His state wins qualified him to compete in the U.S. Junior Track and Field National Championships where he ran his fastest wind-legal time of 13.36 in the Men's 110-meter Junior Prelims. During the Men's 110-meter Junior Finals, Cabral hit the 10th hurdle and fell, ultimately crossing the finish line in 7th with a time of 14.36. Unable to compete for USA at the 2011 Pan American Games, Cabral attended the Canadian Junior Championships in Winnipeg, MB which served as the Pan American Junior Trials. He posted the top time in the 110-meter preliminaries with a time of 13.43 seconds, but was determined ineligible to compete in the finals despite his Canadian citizenship status. Nevertheless, his time broke the previous Canadian National Record of 13.72. Still pursuing the 110-meter national record of 13.30, Cabral competed in the Golden West Invitational and won both hurdle events with a time of 13.41 in the 110-meter hurdles and his fastest 300-meter hurdle time of 35.76.

==College==

===Freshman year===
As a freshman, Cabral earned Pac-12 Newcomer of the Year honors in the 2011-12 season. He made appearances at the Pac-12 Championships, NCAA National Championships, and US Olympic Trials. He placed 11th at the National Championships earning him 2nd team All-American honors. His outdoor season best came at the NCAA West Preliminary Rounds in Austin, Texas (5/26/12) where he ran the 110 Meter Hurdles in 13.45. His indoor season was also successful as he ran a seasonal best 7.83 at the MPSF Championships. That was the third fastest time in school history.

===Sophomore year===
As a sophomore, Cabral earned his 2nd consecutive All-American honor, placing 5th at the NCAA National Championships. He earned a personal best during his win at the Texas relays, running 13.33. He continued his indoor success while placing 6th at the NCAA Indoor Championships, running a 7.72 in the prelims and a 7.73 in the finals. Johnathan Cabral finished 2nd in the Canadian National Championships which earned him a spot at the Pan Am Games in Toronto.

===Junior year===
As a junior, Cabral placed 4th in the NCAA Indoor Championships with a time of 7.65, good for a PR and a school record. His outdoor season was marred by injury.

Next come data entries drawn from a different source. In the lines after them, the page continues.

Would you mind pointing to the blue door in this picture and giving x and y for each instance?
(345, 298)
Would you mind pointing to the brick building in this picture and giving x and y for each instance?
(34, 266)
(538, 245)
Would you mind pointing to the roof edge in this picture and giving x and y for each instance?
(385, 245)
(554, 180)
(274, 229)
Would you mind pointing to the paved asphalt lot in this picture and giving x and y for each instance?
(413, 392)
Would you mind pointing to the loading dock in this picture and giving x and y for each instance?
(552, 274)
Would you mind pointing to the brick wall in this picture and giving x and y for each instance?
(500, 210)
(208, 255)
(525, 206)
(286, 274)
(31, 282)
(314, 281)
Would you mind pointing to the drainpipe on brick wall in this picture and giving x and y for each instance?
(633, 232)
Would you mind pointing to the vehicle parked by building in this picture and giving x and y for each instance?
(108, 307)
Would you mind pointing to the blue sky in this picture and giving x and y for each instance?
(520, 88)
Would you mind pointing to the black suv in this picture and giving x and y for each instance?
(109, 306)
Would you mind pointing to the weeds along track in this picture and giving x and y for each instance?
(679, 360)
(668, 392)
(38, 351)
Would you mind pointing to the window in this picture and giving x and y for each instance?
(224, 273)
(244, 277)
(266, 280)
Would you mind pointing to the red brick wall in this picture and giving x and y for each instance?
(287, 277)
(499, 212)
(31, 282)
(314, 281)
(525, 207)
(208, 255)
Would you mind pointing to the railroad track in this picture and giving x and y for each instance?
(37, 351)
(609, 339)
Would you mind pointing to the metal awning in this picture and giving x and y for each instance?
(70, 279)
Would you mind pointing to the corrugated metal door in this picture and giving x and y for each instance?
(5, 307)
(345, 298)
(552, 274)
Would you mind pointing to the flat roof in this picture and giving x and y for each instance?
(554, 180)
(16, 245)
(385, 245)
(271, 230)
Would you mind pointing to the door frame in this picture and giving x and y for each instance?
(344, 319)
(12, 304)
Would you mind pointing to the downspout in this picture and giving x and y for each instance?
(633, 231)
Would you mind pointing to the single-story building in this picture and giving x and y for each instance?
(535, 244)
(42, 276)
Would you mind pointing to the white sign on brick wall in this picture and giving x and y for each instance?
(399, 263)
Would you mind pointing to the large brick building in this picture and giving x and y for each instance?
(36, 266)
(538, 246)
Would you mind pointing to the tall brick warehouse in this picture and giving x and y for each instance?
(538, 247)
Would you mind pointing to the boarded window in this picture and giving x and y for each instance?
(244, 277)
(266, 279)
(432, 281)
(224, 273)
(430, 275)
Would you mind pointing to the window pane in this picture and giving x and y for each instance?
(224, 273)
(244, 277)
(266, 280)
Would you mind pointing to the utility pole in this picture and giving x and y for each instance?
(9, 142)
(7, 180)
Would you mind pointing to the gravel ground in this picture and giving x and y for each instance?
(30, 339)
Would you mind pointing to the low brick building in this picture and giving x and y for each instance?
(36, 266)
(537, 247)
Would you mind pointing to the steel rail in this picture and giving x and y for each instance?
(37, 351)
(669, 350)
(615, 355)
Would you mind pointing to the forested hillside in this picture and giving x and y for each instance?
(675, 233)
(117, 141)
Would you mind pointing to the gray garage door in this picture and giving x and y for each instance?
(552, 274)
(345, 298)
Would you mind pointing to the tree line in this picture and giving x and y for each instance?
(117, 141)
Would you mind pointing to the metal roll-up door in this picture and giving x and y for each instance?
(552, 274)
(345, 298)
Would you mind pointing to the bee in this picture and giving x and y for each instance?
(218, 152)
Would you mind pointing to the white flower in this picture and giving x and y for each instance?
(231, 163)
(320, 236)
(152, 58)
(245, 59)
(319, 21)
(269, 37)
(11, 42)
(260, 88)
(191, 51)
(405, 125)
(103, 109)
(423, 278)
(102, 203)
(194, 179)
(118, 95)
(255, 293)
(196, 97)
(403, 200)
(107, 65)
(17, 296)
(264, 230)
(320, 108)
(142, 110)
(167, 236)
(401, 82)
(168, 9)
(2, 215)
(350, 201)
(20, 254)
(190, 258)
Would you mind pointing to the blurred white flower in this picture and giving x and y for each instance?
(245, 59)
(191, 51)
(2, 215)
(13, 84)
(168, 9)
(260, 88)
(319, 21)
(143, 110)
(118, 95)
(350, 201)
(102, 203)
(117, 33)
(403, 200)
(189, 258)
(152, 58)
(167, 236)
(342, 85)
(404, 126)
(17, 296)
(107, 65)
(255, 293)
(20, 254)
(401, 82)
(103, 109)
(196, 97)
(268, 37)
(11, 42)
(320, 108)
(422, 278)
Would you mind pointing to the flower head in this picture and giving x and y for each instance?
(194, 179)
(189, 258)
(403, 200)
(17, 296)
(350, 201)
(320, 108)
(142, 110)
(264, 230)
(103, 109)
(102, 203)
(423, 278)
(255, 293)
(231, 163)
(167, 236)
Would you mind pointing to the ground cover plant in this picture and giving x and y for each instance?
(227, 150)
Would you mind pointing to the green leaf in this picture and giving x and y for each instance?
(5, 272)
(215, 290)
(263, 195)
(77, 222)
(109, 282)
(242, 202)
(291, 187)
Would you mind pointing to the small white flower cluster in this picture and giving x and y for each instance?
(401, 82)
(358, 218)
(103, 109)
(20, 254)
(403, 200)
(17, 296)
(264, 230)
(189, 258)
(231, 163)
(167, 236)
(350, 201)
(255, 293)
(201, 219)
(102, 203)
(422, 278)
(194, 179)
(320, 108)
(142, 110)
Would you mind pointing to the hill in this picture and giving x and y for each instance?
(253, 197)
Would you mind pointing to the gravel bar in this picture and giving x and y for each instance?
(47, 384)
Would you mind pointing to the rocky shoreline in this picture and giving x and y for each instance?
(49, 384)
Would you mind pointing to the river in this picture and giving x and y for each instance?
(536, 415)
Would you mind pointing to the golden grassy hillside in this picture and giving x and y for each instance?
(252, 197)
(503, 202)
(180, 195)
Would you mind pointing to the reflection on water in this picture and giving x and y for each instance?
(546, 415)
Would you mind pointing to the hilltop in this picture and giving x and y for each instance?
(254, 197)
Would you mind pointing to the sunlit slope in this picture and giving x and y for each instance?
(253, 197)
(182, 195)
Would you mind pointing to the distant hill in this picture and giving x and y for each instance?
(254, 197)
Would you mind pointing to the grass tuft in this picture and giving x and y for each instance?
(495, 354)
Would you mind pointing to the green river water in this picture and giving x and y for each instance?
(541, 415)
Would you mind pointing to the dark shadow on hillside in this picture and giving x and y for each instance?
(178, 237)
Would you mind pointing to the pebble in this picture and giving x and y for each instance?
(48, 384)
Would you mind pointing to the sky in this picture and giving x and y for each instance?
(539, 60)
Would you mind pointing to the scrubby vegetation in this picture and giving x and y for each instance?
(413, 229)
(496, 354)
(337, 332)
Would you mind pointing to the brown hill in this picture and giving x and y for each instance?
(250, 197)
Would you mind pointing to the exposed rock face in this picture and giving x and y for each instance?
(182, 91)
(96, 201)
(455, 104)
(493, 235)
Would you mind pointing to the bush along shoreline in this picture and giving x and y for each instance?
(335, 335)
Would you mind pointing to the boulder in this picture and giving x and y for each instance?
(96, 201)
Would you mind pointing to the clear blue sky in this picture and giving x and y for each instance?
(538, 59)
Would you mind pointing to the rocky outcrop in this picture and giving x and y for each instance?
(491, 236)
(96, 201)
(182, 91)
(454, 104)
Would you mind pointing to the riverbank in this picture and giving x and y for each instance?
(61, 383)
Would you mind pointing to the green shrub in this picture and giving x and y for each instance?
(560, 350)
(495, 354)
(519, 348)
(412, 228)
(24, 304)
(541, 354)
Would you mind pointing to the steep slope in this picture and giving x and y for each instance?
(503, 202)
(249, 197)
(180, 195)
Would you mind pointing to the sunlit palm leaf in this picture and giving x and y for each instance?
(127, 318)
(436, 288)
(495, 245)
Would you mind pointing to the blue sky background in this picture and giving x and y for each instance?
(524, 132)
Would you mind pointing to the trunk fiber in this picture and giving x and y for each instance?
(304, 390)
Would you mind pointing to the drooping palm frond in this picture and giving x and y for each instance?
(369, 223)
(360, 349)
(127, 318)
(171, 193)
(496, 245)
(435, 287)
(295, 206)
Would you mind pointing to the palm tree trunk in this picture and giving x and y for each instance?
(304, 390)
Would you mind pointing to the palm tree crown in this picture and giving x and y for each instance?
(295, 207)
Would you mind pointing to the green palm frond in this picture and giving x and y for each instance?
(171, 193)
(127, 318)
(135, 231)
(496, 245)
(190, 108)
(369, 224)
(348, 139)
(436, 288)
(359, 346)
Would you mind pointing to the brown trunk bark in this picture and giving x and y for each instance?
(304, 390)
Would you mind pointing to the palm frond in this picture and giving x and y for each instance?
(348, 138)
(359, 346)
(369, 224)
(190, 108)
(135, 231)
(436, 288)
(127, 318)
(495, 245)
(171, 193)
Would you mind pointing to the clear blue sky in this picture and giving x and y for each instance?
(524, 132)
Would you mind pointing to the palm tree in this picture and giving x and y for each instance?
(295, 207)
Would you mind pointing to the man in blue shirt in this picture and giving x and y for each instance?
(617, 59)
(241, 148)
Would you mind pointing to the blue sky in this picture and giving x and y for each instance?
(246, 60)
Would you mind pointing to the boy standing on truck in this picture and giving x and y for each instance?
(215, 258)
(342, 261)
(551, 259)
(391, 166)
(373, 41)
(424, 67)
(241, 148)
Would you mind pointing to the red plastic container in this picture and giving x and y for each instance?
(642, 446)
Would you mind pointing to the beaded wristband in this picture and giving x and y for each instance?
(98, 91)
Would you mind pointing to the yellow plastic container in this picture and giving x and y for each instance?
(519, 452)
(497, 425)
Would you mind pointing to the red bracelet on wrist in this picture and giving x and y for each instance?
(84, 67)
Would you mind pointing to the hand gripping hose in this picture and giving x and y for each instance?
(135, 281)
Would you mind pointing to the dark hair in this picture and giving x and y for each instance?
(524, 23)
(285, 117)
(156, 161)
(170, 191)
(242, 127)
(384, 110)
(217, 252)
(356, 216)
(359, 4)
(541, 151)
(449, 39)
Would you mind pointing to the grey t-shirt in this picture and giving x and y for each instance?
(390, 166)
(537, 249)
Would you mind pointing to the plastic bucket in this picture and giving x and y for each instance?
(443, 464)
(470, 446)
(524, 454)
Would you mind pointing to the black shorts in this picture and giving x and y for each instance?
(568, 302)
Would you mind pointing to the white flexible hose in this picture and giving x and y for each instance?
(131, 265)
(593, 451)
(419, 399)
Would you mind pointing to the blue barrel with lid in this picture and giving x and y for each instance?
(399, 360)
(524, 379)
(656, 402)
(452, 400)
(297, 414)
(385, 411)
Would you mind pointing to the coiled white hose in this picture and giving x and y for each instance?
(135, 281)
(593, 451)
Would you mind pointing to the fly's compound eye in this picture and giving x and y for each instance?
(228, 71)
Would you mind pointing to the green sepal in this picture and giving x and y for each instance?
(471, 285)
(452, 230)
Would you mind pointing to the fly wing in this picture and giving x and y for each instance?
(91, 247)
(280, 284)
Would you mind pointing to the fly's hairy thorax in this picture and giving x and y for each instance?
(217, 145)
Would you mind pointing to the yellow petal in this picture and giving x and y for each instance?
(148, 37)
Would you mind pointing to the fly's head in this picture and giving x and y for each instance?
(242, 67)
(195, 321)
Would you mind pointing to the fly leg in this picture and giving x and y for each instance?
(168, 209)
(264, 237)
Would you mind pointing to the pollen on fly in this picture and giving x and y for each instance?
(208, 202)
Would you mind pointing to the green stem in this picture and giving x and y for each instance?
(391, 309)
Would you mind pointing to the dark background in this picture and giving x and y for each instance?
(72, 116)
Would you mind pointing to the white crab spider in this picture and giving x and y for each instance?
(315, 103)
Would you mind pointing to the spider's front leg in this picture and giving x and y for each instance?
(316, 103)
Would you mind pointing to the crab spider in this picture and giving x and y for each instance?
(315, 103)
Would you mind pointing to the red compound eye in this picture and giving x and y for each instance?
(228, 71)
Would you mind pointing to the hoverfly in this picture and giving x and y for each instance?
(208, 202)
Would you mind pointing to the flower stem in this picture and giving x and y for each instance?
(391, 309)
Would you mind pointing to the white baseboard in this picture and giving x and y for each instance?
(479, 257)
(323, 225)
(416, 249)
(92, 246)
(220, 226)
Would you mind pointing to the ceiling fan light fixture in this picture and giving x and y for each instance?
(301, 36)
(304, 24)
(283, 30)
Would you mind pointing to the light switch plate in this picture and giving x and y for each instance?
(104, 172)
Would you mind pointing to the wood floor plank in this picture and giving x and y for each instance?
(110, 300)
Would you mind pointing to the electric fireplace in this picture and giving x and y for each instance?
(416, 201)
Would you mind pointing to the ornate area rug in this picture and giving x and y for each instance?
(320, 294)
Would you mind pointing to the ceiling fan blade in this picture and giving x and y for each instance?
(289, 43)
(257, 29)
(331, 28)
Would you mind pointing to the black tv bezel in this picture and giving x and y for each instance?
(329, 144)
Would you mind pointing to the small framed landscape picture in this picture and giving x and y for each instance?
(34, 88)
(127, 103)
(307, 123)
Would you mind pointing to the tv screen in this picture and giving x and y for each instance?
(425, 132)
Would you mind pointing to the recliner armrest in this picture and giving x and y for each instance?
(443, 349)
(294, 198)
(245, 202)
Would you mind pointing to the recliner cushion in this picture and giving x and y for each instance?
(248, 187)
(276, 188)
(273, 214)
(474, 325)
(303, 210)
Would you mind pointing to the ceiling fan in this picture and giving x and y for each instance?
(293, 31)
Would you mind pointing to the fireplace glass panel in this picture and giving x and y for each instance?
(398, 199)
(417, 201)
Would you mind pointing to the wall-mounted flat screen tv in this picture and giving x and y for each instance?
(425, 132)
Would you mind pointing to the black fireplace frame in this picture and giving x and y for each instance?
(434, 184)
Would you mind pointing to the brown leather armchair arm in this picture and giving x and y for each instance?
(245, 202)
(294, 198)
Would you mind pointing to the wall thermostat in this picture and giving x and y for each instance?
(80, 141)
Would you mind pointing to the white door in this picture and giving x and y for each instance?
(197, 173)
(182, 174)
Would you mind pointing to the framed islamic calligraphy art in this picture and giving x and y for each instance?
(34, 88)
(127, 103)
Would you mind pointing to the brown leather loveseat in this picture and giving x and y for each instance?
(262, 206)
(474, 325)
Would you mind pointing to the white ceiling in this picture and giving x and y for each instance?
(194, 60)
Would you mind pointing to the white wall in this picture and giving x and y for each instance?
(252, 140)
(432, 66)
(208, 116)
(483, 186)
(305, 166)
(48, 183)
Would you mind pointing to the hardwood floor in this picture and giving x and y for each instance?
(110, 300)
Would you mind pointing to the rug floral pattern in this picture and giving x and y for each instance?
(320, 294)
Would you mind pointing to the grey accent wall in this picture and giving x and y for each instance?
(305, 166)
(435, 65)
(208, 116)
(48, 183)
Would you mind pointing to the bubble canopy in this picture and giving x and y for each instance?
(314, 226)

He qualified for the NCAA Championships after finishing second in the semifinal of the West Regionals and received NCAA All-America honorable mention after failing to finish due to injury.

===Senior year===
His senior year, he opened his outdoor season with back-to-back wins at the Pepsi Team Invitational and Oregon Twilight meets. He then finished his season with a 2nd-place finish in the 110H in the NCAA Division I Outdoor Track and Field Championships with a time of 13.22w.

==Professional career==

===Bang Out Track Club===
In June 2015, Johnathan Cabral joined Bang Out Track Club, a running club based in Davis, CA. Cabral competed in the Bang Out jersey for the majority of the 2016 season. He earned victories at the MT. Sac Relays and Canadian National Championships while competing for Bang Out TC.

===2016 Olympics===
In July 2016, he was named to Canada's Olympic team. He qualified for the Olympic final of the event and ultimately placed 6th.